Arguments pertinents
1. Conditions d'urgence et de légalité : Les requérants soutiennent que l'application du décret entraîne des coûts de formation pour le personnel éducatif et affecte la réforme des programmes scolaires. Toutefois, le juge des référés conclut que ces éléments ne suffisent pas à établir une atteinte grave et immédiate à l'intérêt public ou aux intérêts des requérants : "ces seuls éléments ne suffisent à établir que l'exécution du décret contesté porte à un intérêt public ou à leurs intérêts une atteinte suffisamment grave pour caractériser une urgence".
2. Rejet des conclusions de l'article L. 761-1 : Les requérants demandent également la prise en charge de leurs frais juridiques. Le juge, considérant l'absence de justification d'urgence, rejette également ces conclusions.
Interprétations et citations légales
1. Article L. 521-1 du code de justice administrative : Ce texte stipule que "le juge des référés peut ordonner la suspension de l'exécution d'une décision administrative... lorsque l'urgence le justifie et qu'il est fait état d'un moyen propre à créer, en l'état de l'instruction, un doute sérieux quant à la légalité de la décision". Cela implique que pour obtenir une suspension, les requérants doivent démontrer à la fois une situation d'urgence et un doute quant à la légalité de l'acte.

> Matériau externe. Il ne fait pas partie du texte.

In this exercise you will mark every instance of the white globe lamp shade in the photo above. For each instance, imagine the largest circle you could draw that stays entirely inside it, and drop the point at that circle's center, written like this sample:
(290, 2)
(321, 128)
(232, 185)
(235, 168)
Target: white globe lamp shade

2. Article L. 522-3 du même code : Cet article permet au juge de rejeter sans instruction ni audience les demandes de suspension qui ne présentent pas un caractère d'urgence. Le juge se fonde sur cette disposition pour justifier le rejet des requêtes, considérant qu'aucune preuve d'urgence suffisante n'a été apportée : "il y a lieu de rejeter la requête, y compris les conclusions présentées sur le fondement de l'article L. 761-1".
Conclusion
Ainsi, la décision du juge des référés s'appuie sur une analyse solide des conditions requises pour l'octroi d'une suspension. Les arguments avancés par les requérants ne satisfont pas les critères d'urgence ni de sérieux des doutes quant à la légalité du décret contesté. Ce jugement illustre l'importance d'une démonstration rigoureuse des éléments justifiant une intervention judiciaire rapide en matière de droit administratif.